Looking specifically at the Chelsea deal, executives at the Stamford Bridge club will have to cope with the fact they have just finished a disaster of a season, with quite a few managerial changes; that there is no European football season next year; that the club will have to undertake a serious overhaul of their massive squad - while the ownership change last summer is also piling on the pressure amid Chelsea’s search for a new front-of-shirt sponsor.

“It wasn’t Chelsea who invaded Ukraine, obviously, but these things do influence the value of a deal. Now Chelsea have sorted out their ownership situation but some brands may hold their breath to see how the new ownership is doing things.
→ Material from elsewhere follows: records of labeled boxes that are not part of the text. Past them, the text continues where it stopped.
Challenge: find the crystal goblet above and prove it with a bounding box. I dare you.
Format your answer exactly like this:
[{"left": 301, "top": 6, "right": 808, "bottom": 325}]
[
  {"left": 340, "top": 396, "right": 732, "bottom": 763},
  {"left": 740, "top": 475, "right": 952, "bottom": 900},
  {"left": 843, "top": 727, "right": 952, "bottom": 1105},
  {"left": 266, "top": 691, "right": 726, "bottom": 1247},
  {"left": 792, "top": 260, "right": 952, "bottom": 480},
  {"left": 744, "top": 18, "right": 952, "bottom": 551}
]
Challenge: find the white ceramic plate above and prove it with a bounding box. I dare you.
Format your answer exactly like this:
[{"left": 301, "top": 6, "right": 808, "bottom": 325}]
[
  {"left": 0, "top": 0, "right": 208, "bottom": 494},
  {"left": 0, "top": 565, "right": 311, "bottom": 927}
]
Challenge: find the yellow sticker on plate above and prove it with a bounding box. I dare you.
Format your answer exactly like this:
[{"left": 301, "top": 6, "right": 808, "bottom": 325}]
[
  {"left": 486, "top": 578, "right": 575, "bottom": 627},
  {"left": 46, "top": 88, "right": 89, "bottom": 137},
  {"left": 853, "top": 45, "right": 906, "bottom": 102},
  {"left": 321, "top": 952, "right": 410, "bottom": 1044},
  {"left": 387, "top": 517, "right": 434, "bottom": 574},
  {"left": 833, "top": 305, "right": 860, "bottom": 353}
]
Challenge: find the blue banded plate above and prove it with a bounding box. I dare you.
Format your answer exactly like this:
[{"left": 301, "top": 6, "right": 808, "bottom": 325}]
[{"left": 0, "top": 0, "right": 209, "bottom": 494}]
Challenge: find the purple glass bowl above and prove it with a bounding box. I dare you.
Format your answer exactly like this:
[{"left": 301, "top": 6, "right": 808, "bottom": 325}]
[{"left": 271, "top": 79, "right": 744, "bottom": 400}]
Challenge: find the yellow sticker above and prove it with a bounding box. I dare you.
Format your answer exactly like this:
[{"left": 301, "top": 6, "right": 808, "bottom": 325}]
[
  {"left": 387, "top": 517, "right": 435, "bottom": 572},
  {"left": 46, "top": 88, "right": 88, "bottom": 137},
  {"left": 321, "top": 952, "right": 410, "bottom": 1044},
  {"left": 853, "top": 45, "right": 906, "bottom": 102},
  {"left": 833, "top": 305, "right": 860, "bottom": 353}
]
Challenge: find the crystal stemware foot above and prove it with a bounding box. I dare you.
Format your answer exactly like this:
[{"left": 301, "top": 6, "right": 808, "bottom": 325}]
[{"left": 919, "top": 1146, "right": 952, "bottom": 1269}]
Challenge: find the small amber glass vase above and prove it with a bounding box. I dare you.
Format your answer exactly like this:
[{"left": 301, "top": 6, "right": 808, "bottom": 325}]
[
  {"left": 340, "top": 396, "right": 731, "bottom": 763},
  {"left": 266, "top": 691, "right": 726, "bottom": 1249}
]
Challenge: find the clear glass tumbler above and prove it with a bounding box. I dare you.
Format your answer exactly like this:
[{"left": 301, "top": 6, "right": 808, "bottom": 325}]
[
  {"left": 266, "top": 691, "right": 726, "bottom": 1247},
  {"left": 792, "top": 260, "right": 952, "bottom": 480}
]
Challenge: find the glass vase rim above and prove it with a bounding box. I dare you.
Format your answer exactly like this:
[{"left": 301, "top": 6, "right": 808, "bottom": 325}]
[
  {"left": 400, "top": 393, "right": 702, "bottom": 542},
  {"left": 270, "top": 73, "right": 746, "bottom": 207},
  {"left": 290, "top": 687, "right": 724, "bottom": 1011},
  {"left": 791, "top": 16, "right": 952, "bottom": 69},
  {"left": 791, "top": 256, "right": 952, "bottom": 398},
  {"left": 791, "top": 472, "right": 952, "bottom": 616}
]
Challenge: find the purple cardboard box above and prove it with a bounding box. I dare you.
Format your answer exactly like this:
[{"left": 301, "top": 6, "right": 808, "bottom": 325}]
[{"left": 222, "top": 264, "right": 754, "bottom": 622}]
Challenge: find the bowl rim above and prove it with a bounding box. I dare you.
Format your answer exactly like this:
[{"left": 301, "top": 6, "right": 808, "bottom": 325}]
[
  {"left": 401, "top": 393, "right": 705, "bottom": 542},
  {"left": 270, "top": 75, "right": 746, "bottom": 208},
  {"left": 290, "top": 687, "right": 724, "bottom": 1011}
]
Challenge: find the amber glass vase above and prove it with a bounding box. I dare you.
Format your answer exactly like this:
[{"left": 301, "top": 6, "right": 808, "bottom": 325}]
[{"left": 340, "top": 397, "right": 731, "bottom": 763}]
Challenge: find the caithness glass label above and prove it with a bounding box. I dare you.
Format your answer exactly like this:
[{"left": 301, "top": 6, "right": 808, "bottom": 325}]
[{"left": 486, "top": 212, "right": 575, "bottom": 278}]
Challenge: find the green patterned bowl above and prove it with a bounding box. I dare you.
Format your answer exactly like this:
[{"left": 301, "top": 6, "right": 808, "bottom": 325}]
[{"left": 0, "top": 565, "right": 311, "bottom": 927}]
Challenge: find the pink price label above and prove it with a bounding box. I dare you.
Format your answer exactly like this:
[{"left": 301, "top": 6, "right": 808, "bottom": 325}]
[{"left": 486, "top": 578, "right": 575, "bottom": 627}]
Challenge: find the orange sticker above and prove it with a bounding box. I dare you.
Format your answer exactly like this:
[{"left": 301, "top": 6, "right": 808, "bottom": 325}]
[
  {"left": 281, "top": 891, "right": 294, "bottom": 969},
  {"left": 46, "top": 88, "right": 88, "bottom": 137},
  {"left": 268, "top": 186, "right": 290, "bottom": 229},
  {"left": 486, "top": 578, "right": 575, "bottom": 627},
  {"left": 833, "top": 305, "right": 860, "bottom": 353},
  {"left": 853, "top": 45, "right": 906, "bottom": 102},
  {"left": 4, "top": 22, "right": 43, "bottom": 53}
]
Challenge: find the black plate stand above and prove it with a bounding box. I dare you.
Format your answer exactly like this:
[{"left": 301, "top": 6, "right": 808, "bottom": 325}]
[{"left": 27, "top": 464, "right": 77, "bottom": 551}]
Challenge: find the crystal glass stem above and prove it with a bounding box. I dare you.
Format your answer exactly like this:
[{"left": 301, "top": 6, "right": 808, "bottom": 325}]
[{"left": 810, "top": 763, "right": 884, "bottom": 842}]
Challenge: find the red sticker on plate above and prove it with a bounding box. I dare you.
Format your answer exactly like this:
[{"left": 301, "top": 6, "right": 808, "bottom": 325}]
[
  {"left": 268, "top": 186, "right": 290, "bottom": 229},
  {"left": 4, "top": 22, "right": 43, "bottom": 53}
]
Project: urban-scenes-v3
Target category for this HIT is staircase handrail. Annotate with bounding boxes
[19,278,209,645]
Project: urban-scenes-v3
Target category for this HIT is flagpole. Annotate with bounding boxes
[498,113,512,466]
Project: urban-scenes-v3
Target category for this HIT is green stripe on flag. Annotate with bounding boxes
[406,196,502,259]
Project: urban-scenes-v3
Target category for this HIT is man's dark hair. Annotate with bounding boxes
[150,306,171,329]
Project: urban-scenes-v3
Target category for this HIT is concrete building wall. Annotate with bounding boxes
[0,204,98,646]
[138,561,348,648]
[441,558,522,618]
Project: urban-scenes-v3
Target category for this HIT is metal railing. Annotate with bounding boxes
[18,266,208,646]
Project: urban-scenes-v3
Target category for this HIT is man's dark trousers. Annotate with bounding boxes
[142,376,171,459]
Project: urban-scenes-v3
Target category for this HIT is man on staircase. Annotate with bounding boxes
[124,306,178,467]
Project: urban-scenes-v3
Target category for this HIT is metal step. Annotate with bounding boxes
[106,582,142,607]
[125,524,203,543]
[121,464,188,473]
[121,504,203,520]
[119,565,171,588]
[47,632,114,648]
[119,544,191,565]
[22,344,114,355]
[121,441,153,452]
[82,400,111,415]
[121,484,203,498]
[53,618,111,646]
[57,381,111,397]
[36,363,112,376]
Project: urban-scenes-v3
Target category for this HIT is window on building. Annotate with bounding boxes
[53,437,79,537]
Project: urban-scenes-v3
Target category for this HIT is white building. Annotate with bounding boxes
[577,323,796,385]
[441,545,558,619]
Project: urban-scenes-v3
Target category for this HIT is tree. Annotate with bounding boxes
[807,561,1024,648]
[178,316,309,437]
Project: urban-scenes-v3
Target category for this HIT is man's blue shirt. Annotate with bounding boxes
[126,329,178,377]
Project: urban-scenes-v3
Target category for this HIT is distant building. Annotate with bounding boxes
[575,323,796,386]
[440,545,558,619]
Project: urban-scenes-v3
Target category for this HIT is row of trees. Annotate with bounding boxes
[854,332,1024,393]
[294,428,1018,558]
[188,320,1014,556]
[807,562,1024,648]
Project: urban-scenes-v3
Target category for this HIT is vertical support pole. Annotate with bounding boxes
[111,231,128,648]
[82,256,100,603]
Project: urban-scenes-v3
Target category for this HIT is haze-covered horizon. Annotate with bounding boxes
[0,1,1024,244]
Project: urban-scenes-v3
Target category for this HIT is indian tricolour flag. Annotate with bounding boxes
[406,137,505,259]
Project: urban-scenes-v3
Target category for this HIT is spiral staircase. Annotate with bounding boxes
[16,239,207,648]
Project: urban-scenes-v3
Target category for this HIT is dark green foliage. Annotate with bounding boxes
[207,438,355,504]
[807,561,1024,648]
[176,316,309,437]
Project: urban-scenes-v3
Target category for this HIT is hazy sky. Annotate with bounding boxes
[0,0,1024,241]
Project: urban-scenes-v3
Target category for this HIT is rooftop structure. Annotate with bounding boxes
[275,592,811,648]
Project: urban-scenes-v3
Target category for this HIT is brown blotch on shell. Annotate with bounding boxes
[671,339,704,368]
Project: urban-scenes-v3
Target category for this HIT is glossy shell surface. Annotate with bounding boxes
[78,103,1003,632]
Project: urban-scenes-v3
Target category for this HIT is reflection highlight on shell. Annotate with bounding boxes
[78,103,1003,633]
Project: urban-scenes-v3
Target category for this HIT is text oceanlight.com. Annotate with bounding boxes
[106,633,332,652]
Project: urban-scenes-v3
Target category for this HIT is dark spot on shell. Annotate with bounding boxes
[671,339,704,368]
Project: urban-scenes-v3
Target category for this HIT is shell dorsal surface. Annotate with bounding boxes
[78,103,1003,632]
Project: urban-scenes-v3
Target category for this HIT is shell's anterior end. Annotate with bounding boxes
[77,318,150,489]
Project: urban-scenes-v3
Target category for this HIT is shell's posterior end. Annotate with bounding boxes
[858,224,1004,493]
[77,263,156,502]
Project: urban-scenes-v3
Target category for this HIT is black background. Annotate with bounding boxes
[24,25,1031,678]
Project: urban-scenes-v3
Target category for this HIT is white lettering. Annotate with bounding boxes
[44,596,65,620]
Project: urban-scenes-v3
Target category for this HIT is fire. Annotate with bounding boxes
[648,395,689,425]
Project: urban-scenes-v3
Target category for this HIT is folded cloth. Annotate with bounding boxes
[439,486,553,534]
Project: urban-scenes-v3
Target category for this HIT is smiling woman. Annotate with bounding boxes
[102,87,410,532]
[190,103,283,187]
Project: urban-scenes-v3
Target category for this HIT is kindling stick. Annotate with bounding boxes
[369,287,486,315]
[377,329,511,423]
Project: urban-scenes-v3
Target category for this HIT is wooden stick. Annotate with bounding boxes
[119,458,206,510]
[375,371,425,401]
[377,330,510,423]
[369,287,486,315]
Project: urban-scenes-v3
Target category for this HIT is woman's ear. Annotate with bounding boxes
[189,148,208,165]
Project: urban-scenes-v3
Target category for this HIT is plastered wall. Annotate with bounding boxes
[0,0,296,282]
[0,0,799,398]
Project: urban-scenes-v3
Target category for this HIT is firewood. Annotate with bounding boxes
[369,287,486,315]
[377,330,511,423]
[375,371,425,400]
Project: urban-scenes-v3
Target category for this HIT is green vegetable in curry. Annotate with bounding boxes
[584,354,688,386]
They have a new manager coming in, Mauricio Pocchetino, and American brands would be watching [to see] if they could connect with this very big club. But I expect Chelsea would have to settle for a deal in the region of around $35 million a year,” says Wiacek.

The situation is also a bit tricky at Manchester United. According to the analyst from GlobalData, the club seem to be heading in the right direction on the pitch under the new manager Ten Hag, but there is uncertainty in terms of the ownership of the club. TeamViewer, the current front-of-shirt sponsor, has made it clear it is willing to drop the last year of the contract, which should be around $50 million a year.

We are going to see some of the traditional sectors coming back to football

“My bid would be that the contract will run out, meaning that they will continue the partnership also in the next season. The ownership situation at the club is insecure, and as a sponsor you don’t know what you sign up to. Also from Manchester United’s point of view they might bet on the fact that they are in an even better situation after next season, meaning that they could actually trying to push for an even bigger deal than the current one. Because they still have significant brand strength.”

Gambling and crypto

Looking at some of the broader trends, there is the fact that in the coming season, 2023/2024, English clubs can actually play with a betting brand on the front of their shirt. Most executives knew that this was coming, that politicians and leagues wanted to terminate their relationship with gambling companies, but then quite a few clubs went to crypto firms instead and got themselves some pretty big deals in the years after Covid-19.

But the global crypto crash has meant that clubs can’t rely on these types of firms.

According to Wiacek, clubs at the bottom of the Premier League in particular have been quite reliant on gambling firms as front-of-shirt sponsors, but top teams from the Championship have received their share of money from that sector as well.

“We are going to see some of the traditional sectors coming back to football. It could be financial services and the automotive brands. We should also pay attention to tech companies. There are so many things going on in terms of AI, so there might be tech companies out there, with a profile connected to AI, who would see significant value in being connected to millions of football fans,” Wiacek says.